In questi giorni il percorso di gara della Winter Rescue Race è stato provato e approvato da una soccorritrice un po’ particolare: Katia Tomatis.
Per chi non la conosce, Katia è una volontaria del Soccorso Alpino e Speleologico Piemontese, ma soprattutto atleta di punta dello scialpinismo, rifugista e da poco meno di un anno mamma. Insomma, una che vive la montagna a 360°, da quando nel 2012 ha deciso di rinunciare al posto fisso in banca per dedicarsi anima e corpo alla carriera agonistica e alla gestione del rifugio Malinvern a 1836 metri nel comune di Vinadio (Cn).
Nel 2015 è diventata Nazionale di scialpinismo e nel 2018 ha ottenuto la sua vittoria più prestigiosa alla grande classica francese della Pierra Menta. Poi la gravidanza e la nascita della piccola Azzurra a marzo 2019 hanno imposto una pausa dall’attività agonistica ma non certo dalla montagna. Una settimana prima di partorire, Katia era ancora in giro con le pelli di foca e Azzurra ha trascorso la sua prima estate direttamente in rifugio.

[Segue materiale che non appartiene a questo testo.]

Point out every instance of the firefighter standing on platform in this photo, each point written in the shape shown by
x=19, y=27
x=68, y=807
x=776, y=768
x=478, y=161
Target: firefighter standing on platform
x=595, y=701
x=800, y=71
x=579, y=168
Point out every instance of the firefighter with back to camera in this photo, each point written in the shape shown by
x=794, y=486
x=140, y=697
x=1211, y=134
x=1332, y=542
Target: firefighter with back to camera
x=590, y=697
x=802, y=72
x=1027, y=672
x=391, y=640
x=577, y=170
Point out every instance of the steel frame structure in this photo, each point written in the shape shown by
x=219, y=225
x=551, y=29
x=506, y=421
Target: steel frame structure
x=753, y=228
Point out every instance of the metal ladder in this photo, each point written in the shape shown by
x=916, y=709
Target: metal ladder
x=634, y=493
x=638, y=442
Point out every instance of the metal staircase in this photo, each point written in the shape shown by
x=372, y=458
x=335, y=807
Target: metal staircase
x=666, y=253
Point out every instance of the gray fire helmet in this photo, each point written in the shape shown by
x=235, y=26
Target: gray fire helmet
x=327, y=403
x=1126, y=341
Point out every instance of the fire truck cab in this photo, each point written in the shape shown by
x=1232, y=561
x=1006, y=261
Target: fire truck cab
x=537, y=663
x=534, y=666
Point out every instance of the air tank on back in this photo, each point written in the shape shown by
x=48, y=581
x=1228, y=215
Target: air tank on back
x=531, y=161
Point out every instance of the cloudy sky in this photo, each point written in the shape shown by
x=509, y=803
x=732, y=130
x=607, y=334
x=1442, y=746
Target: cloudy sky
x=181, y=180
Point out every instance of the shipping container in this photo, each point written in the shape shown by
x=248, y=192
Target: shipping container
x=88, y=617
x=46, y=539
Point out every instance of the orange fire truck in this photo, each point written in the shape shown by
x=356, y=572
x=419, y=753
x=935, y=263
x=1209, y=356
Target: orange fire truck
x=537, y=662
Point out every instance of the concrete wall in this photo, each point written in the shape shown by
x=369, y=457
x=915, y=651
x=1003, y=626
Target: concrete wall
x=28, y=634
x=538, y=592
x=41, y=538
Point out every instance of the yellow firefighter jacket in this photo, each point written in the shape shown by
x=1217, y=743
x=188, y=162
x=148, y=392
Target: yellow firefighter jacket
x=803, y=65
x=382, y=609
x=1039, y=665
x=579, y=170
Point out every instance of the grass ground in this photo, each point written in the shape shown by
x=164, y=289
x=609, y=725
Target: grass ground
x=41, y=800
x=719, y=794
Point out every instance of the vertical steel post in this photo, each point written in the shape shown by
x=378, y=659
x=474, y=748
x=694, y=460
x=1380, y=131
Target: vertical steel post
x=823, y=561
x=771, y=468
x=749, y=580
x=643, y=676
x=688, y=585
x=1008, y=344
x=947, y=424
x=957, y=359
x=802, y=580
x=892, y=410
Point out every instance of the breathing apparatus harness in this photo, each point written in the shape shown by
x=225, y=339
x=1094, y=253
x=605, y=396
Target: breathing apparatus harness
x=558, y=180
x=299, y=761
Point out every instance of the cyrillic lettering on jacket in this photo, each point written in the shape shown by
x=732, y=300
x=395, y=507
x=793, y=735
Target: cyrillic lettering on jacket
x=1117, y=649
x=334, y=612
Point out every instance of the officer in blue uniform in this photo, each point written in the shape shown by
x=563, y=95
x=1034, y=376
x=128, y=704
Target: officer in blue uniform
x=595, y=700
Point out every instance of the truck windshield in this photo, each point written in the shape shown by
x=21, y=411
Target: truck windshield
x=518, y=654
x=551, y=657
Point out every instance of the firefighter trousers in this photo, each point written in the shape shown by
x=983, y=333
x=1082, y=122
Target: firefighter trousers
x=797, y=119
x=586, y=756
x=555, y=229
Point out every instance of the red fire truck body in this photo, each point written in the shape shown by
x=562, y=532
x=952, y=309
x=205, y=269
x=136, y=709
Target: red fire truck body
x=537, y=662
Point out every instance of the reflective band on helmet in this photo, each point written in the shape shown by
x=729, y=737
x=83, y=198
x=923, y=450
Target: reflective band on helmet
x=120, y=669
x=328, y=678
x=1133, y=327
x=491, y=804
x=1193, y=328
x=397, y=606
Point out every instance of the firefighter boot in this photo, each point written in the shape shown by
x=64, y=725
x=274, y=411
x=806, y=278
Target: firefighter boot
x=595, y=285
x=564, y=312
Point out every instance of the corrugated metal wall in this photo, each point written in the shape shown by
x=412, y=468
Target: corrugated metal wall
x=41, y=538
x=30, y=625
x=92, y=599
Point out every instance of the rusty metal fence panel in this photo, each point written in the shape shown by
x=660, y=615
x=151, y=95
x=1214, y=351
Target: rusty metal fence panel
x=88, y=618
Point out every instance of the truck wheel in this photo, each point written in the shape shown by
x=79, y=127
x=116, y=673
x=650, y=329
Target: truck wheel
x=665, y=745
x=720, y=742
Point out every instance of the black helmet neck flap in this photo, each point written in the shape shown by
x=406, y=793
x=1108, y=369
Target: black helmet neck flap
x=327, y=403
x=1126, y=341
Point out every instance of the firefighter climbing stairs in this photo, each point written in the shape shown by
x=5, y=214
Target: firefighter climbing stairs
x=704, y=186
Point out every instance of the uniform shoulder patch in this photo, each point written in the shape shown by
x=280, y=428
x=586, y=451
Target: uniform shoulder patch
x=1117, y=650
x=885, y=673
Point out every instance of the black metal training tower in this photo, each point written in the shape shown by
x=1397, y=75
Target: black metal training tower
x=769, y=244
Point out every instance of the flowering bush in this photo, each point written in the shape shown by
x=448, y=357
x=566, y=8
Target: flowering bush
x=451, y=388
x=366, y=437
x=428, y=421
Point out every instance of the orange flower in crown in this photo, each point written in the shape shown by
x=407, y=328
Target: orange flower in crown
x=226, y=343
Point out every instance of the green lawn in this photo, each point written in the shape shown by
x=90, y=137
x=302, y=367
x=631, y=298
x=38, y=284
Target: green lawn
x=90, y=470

Dallo scorso agosto ha ripreso seriamente l’allenamento nelle brevi pause che le rimangono dal lavoro vero, quello di mamma, presentandosi ai Campionati italiani in ottima forma con due eccellenti piazzamenti e promettendo scintille alle classiche di primavera. In una pausa dall’allenamento è stata ad Artesina per un sopralluogo del percorso della Winter Rescue Race insieme al direttore di gara Matteo Canova, tecnico di elisoccorso del Soccorso Alpino e Speleologico Piemontese e Guida alpina.
Abbiamo approfittato per fare due chiacchiere con Katia.
Innanzitutto da dove viene la tua passione per la montagna?
«I miei nonni erano veri montanari, i weekend e le estati con loro mi hanno segnata fin da piccola. Poi a 3 anni quando ho calzato per la prima volta gli sci è nata la passione per la neve. Infine nel 2012 in una notte ho deciso che non volevo più lavorare in banca ma prendere in gestione il rifugio Malinvern. Volevo vivere fino in fondo la mai passione».
Perché sei diventata anche soccorritrice?
«Poter essere d’aiuto a qualcuno fa parte della mia indole e poterlo fare nell’ambiente che più amo mi ha spinta ad affrontare il percorso formativo per entrare nel soccorso alpino. Tutto ciò è avvenuto prima del mio “cambio di vita” grazie a quello che sarebbe diventato mio marito, un soccorritore molto forte e preparato».
Cosa pensi della Winter Rescue Race?
«Far parte di un progetto così bello tra le montagne della provincia in cui vivo mi ha resa molto orgogliosa. Trascorrendo qualche ora con gli organizzatori a provare il percorso di gara ho potuto osservare la passione e l’impegno impiegati per la riuscita del raduno. È un appuntamento che merita davvero! L’aspetto che più mi attira va al di là della gara vera e propria: è la possibilità di incontrarsi con altri soccorritori di tutta Italia, confrontarsi ed esercitarsi con le manovre in ambiente. Sono curiosa di vedere come si combineranno il tempo della gara sci ai piedi con quello delle manovre che andranno eseguite prima di tutto in maniera corretta e sicura. D’altronde il fattore tempo per i soccorritori è fondamentale, può significare salvare una vita. Quindi l’idea di inserire la progressione con ramponi e piccozza, la calata in corda doppia, il trasporto del toboga e infine la ricerca in valanga in una competizione di scialpinismo è un esperimento molto interessante».
In tema di sicurezza che messaggio ti senti di mandare a tutti gli appassionati di montagna invernale?
«Innanzitutto venite a vedere la Winter Rescue Race! Potrete osservare all’opera i tecnici più preparati, “rubare” i loro segreti e festeggiare tutti insieme. Poi consiglio a tutti di frequentare un corso di scialpinismo serio in cui si impara l’utilizzo corretto degli strumenti per l’autosoccorso in valanga: pala, sonda, Artva e airbag. Non basta portarli nello zaino, bisogna imparare a usarli… bene!»